His comments come just a week after the chairmen of three parliamentary committees wrote to Theresa May calling for a “cross-party consensus” on how to fund social care.
Since the Conservatives returned to power in 2010, councils across the country have been required to tighten their belts.
An Institute for Fiscal Studies report published in March 2015 revealed that local authorities’ spending per person was been cut by 23.4% in real terms between 2009–10 and 2014–15.
The study also claimed the most “deprived areas and those that saw faster population growth have seen larger cuts.”
Speaking to Huff Post UK, Lord Porter acknowledged that prior to the financial squeeze “there was money being spent on things you wouldn’t want your council to spend money on.”
However, he believes councils are seen as a “soft target” and the Government keeps coming “back, back and back” with more cuts.
The peer, who was elected as chair of the LGA in June 2015, called for some of the money the UK currently sends to the EU to be ringfenced for local authorities once Brexit takes place.
He said: “You have got £8.9billion the Treasury doesn’t control at the moment, and we reckon local government will be £5.6billion short. You could fix the local government issue and have a few quid left over.”
Lord Porter claimed millions could be saved by reforming some of the benefits currently enjoyed by pensioners, such as free bus travel for pensioners.

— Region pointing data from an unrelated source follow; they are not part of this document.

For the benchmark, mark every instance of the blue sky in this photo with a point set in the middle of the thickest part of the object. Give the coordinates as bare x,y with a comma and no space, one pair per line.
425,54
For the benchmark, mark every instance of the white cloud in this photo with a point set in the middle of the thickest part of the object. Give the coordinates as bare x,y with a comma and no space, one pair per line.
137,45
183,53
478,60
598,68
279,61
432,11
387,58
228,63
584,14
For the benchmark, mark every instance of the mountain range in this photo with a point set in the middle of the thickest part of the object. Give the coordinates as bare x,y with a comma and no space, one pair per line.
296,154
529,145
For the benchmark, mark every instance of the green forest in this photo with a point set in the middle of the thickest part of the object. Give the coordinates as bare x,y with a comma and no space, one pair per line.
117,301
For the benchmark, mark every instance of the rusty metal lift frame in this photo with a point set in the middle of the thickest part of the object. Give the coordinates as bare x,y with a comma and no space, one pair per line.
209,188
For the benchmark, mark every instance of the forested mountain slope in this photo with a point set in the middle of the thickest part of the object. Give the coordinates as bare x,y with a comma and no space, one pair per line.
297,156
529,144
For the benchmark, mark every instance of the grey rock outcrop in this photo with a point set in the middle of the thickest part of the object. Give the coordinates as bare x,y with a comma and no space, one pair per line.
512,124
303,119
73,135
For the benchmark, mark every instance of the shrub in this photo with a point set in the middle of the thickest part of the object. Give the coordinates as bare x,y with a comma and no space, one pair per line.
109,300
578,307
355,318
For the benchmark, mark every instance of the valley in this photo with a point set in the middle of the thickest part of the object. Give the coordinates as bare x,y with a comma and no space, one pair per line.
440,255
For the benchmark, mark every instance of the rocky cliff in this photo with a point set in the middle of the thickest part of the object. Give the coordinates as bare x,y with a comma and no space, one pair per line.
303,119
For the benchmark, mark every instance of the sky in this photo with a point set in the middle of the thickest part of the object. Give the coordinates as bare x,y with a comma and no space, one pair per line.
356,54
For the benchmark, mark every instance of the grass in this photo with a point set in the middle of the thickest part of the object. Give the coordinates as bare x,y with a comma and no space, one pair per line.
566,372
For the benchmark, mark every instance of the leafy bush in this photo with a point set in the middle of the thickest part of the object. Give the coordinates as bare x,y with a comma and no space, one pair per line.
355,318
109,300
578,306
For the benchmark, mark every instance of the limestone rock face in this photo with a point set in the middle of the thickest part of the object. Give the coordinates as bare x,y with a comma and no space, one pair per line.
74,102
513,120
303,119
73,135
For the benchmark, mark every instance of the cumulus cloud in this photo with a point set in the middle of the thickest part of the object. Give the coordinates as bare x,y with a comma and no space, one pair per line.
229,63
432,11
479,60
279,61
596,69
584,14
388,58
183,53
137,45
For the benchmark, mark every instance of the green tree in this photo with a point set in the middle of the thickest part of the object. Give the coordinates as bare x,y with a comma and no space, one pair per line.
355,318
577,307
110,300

The scheme is funded through the central government grant given to councils, but as this as reduced many authorities have had to cut back on other transport schemes in order to foot the bill.
Lord Porter said: “We should drive it back to half price for pensioners. It would still encourage people to use buses and allow companies to generate cash.”
The peer, who is also a councillor in Lincolnshire, called for reform of the Winter Fuel Payment – which also benefits pensioners.
He said: “People get it whether they want it or not, but we should just make it something you have to ask for - you have to request a payment.”
In a letter on January 6, Clive Betts, Chair of the Communities and Local Government Committee, Meg Hillier, Chair of the Public Accounts Committee, and Dr Sarah Wollaston, Chair of the Health Committee, asked the Prime Minister to take immediate action on the social care crisis.
The letter said: “We were encouraged by your recognition at the Liaison Committee that everyone has a part to play in finding a sustainable way of ensuring social care provision in the future.
“You also accepted the need for a review to find a way of funding· social care sustainably for the long term.
“We believe that can best be achieved if there is cross-party consensus, and therefore urge you to invite all parties to become involved in a review, which should begin as soon as possible.
“Given the scale of rising demand, this immense challenge will face whichever Party is in government over the coming decades.”
Labour leader Jeremy Corbyn has already requested a meeting with the Prime Minister to discuss the “deepening crisis which threatens the well-being, dignity and lives of hundreds of thousands of older people.”